Jeanne White-Ginder: Ryan White died April 8, 1990 at the age of 18.

Jeanne White-Ginder: This mother believed in miracles, this mother believed that there would be a cure someday and I always thought that if I believed hard enough and I believed strong enough that I would get that miracle. When my son Ryan White died it was very, very hard. I used to always just follow Ryan around; I mean I used to always give him all my support. But when he was gone I felt like my life had literally ended. I just thought what is the use of miracles, what is the use of cures if they don't work or if you don't get them. I was very fortunate to have a big support team.

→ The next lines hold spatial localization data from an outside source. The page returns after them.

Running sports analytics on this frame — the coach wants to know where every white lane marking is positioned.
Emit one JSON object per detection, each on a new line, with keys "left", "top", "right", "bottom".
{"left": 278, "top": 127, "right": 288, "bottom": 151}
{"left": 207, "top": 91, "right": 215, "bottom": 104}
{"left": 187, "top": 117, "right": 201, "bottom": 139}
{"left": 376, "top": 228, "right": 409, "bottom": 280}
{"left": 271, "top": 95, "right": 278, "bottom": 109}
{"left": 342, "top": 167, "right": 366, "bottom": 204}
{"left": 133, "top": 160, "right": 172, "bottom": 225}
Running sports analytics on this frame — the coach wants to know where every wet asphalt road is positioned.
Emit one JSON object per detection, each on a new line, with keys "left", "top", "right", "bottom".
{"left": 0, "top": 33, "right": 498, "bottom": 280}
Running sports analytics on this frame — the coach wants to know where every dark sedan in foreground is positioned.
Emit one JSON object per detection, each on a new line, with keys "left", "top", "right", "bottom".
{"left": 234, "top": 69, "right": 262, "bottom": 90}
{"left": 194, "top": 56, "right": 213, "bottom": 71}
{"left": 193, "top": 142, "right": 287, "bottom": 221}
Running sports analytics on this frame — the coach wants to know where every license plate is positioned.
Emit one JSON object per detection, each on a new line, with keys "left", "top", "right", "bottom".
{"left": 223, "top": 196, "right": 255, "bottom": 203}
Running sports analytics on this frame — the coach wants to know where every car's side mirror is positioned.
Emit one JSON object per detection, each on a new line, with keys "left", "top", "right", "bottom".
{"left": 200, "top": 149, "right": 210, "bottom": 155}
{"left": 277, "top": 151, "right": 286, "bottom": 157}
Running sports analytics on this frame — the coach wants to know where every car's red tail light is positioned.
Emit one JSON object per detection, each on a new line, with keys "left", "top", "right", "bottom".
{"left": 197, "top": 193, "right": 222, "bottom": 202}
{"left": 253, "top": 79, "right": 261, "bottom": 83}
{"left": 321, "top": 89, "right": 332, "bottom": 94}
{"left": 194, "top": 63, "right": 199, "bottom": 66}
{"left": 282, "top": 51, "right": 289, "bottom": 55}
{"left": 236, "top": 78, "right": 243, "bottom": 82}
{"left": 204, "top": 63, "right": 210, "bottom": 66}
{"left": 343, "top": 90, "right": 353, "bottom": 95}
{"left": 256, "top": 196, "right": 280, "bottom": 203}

Jeanne White-Ginder: Senator Kennedy and Senator Hatch had just named a bill after Ryan because they said that no one has given so much attention to this disease and brought forth so much publicity and somebody has finally put a face to this disease that people can relate to. They said, "We would like to name it the Ryan White Care Act." And at the time, never realizing how enormous it would ever become, I just said, "Well that would be nice." Well, a few weeks after Ryan's death, Senator Kennedy called me, I was feeling sorry for myself; I was just questioning God, questioning everything; why? Why did this happen to our family? And Senator Kennedy called and said, "We would like for you to come to DC." I said no, I said you know, "Ryan used to do that, not me." He said, "No, we really need your voice. We would like for you to come to DC and talk to senators." I said no, I said, "I'm not smart enough," I said, "I know nothing about the government," I said, "I'm afraid I would hurt the cause more than help the cause." And they kept persisting but I kept saying no. Finally, my friends from AMFAR kept calling and saying, you know, "please, please do this for us." Finally, Senator Hatch called me and he said, "Jeanie, we're not going to take no for an answer." He said, "I have 20 senators lined up for you." He said, "All we want you to do is tell these senators what it was like to watch your son live and die from AIDS." I tell you, I—it was hard, it was hard. He convinced me to go to DC and just tell my story. He said, "We'll have people that know about the bill, you just tell these senators, OK?"

Jeanne White-Ginder: I didn't feel like I did great, but for the first time I felt like maybe I had a voice in this AIDS epidemic. I felt like just maybe I had the inner strength to do something that I never thought I could. Especially in school, in high school when I didn't take–I didn't do any oral book reports, I took an F instead of giving an oral book report. I was always very insecure. Even working at General Motors I can remember days when people would be absent and people would talk about the person who was absent so I never wanted to be absent because I didn't want people to talk about me. So, but I found the strength. And I think it's a mother's strength because I think that sometimes, because of the love of your children, you can do a lot of things that you never thought you could. And this is one mom that has seen this epidemic, through the eyes of moms and dads and seen the suffering, not only the person with AIDS, but also through the eyes of the moms and dads and the families. So, please, if something touches your heart, you go for it. Don't think that you can't do it, because you can make a difference in the lives of people that you love and people you care about. Thank you.